<ニュースの要約>

救急救命士の気管内挿管を容認

――厚労・総務省検討会、条件付きで―― 

 

 厚生労働省と総務省の合同ワーキングチーム(座長・島崎修次日本救急医学会理事長)は6月27日、救急救命士の業務拡大に関して会合を開き、気管内挿管を一定の条件下で救急救命士に認める座長案を了承した。

 その内容は、メディカル・コントロール体制の早急な整備と救急救命士の資質向上を前提に、一定の経験年数や実習を積んだ救命士に対し、医師の指示に基づき救急現場で気管内挿管を認める仕組みをつくる。薬剤投与については、有効性や安全性を考慮し、今後使用薬を絞り込むというもの。

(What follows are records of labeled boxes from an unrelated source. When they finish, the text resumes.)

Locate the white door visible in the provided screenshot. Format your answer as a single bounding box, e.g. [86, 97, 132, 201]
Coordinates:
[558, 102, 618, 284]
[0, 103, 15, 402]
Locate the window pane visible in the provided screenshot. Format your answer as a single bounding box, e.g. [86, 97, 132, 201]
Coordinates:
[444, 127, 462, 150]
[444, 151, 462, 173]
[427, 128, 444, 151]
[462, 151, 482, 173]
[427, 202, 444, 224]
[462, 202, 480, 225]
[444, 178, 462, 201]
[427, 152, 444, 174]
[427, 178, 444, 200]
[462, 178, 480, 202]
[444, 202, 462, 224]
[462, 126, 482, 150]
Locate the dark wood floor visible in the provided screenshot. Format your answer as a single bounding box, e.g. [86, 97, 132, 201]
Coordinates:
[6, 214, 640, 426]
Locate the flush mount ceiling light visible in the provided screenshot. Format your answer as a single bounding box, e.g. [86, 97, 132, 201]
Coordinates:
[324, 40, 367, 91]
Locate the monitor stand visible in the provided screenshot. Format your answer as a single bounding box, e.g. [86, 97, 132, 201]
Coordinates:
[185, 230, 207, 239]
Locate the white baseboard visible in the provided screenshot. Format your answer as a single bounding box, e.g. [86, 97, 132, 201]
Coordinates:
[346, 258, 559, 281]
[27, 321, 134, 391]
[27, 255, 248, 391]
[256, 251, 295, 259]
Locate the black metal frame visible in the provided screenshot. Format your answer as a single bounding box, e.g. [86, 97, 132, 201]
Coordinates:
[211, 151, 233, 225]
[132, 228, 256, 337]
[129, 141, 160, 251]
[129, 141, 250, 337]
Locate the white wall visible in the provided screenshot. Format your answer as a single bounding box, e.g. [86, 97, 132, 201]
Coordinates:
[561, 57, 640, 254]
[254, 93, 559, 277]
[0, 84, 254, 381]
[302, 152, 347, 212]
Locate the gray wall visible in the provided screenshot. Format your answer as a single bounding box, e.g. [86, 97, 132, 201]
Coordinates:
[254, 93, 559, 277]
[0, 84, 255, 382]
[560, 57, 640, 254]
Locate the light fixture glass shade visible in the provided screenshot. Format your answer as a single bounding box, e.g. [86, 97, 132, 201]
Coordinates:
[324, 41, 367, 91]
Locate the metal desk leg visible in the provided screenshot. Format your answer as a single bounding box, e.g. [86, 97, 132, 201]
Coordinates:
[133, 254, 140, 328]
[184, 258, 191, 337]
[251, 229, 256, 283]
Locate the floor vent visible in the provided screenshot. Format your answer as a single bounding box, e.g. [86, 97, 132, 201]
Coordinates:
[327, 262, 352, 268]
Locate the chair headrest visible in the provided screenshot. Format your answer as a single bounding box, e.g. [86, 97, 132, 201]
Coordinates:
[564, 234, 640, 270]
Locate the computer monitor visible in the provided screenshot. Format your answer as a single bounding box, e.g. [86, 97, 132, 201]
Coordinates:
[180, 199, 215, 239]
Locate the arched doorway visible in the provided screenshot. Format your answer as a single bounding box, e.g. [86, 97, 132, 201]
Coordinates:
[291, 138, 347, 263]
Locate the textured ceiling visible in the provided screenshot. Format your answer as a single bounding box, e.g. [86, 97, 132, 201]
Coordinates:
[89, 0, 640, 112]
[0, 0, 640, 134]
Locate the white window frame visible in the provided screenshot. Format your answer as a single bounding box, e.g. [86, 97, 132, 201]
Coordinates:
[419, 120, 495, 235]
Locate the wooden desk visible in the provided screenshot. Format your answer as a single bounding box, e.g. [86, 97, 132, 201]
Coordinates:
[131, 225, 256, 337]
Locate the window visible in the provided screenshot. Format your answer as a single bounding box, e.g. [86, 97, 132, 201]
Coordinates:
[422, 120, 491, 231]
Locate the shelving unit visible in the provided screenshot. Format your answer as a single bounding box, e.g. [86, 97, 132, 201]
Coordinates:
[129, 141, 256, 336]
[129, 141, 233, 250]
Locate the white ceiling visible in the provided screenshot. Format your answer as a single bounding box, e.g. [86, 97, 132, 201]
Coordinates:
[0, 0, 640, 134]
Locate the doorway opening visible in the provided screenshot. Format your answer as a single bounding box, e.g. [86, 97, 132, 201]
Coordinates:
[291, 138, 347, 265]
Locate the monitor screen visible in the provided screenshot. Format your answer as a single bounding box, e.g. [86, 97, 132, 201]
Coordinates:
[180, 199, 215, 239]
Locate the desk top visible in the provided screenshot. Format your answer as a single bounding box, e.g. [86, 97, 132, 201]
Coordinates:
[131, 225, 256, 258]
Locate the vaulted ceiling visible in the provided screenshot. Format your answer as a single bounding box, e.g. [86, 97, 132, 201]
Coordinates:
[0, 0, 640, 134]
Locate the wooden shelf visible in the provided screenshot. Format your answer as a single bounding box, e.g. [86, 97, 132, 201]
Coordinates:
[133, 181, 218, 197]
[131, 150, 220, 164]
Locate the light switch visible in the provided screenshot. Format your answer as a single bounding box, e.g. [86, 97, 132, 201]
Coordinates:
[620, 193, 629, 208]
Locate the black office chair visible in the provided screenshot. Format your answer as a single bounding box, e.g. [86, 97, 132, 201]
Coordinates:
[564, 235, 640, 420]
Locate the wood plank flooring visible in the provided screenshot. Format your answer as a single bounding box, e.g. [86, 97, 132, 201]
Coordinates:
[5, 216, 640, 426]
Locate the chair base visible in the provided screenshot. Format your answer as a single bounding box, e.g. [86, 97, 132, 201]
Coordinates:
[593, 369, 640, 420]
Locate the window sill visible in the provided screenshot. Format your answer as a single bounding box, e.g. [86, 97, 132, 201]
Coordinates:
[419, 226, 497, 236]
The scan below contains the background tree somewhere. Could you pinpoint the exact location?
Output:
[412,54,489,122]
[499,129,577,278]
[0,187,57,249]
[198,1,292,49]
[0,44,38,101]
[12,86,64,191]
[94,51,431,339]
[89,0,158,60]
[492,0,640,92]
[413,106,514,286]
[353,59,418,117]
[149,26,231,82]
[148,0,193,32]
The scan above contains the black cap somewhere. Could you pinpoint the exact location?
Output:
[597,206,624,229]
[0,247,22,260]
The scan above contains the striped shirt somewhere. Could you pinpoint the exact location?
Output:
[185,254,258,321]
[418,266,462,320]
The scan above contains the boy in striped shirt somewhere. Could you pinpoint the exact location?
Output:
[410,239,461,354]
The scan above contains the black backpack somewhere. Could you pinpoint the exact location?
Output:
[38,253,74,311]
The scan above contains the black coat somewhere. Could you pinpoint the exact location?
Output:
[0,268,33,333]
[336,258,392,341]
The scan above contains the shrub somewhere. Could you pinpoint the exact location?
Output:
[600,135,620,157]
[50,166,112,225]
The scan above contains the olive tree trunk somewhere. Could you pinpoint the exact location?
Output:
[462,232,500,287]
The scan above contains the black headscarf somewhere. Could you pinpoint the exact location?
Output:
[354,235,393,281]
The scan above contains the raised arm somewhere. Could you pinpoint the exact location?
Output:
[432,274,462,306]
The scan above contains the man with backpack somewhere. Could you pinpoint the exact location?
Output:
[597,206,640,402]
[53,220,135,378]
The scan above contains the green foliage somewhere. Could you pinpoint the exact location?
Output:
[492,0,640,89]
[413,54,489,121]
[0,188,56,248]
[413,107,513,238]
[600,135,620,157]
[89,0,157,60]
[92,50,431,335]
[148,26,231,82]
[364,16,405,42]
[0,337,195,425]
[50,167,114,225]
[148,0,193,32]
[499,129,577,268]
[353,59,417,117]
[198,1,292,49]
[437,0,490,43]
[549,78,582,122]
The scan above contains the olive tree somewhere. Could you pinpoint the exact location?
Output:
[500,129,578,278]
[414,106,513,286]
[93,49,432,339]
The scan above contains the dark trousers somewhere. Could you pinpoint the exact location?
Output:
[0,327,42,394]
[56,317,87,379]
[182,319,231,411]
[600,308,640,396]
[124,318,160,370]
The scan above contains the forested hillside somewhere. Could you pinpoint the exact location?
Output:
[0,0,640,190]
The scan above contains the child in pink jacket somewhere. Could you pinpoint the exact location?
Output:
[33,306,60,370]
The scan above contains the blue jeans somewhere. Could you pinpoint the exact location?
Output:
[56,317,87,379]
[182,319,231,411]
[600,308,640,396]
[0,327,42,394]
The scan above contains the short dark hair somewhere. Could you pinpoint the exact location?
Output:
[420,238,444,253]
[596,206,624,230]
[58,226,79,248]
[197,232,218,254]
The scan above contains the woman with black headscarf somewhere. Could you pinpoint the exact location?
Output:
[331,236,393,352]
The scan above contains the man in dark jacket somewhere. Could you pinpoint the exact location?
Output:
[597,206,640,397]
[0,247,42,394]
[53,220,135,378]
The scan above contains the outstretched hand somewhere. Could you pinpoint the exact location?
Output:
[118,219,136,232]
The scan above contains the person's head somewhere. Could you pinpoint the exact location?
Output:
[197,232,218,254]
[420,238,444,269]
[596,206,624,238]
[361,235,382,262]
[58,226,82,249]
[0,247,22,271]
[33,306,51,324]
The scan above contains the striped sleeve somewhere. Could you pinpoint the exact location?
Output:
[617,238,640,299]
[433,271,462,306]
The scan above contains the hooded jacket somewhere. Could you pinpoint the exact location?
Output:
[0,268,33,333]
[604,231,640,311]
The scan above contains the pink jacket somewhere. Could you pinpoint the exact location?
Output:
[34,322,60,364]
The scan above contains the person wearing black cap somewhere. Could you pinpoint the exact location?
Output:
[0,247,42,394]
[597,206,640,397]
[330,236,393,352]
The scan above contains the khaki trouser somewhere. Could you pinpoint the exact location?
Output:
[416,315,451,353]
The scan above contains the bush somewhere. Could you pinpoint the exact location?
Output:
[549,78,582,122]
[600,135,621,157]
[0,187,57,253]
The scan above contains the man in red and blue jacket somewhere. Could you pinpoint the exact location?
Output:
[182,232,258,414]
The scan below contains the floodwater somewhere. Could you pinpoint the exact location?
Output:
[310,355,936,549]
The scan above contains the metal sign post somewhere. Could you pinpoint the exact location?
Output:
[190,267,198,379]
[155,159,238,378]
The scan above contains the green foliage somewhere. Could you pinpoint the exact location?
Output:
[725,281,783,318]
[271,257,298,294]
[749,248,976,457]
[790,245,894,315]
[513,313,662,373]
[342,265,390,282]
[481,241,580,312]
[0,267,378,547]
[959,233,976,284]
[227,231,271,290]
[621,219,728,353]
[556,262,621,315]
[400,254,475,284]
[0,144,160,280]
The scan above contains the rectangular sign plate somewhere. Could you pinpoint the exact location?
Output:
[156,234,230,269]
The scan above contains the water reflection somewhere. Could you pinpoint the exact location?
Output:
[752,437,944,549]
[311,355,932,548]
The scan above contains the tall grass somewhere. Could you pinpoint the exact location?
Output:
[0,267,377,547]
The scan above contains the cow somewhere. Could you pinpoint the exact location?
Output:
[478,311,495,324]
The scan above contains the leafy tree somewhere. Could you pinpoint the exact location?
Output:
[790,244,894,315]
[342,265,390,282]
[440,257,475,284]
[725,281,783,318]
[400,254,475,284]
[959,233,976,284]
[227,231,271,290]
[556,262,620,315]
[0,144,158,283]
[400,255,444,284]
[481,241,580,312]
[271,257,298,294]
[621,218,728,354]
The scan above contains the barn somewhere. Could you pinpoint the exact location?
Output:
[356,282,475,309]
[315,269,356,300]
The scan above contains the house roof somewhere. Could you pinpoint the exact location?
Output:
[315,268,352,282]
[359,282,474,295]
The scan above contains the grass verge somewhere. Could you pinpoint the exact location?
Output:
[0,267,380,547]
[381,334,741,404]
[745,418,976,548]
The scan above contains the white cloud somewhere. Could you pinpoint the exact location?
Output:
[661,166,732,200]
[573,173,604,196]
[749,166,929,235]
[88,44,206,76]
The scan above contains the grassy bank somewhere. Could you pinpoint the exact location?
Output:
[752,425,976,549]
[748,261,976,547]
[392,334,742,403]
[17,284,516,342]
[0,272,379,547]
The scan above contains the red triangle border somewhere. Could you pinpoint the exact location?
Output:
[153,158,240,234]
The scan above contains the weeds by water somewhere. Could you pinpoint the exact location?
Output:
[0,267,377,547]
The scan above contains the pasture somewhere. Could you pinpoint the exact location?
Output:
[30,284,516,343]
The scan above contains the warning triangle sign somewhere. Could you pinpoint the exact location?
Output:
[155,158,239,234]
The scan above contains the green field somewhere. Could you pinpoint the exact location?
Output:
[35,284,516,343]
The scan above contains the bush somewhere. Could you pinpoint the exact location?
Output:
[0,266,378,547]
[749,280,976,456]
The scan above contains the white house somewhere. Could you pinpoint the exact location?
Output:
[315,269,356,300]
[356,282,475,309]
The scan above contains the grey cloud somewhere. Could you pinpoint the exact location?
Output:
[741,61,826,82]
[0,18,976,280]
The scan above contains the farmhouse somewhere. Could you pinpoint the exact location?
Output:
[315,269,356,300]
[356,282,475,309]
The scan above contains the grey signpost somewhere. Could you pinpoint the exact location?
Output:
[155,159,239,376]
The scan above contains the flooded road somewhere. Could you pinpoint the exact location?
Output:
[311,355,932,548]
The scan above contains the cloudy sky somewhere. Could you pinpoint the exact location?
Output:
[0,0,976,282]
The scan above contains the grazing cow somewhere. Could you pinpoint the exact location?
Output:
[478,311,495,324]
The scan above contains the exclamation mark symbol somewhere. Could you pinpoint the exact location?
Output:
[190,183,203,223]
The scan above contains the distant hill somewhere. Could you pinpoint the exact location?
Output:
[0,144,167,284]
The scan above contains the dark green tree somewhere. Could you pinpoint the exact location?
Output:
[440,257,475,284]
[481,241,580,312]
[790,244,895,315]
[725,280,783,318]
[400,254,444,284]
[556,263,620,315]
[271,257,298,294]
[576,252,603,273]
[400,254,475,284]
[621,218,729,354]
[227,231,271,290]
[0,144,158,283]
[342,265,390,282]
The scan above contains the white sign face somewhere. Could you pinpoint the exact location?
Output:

 一方、心機能回復のための除細動は、医師の指示なしでも使用することができることとした。現行では医師の指示がなければ除細動を行うことができず、救急現場で医師との連絡に貴重な時間が奪われるため、指示がなくとも使えるようにすべきであるという声が上がっていた。なお除細動器は今後3年をめどに、高性能の新型除細動器に切り替えることを努力目標に挙げている。

 こうした座長案をもとに、合同ワーキングチームは来月、両省合同検討会に答申した後、同検討会が両省に中間報告する。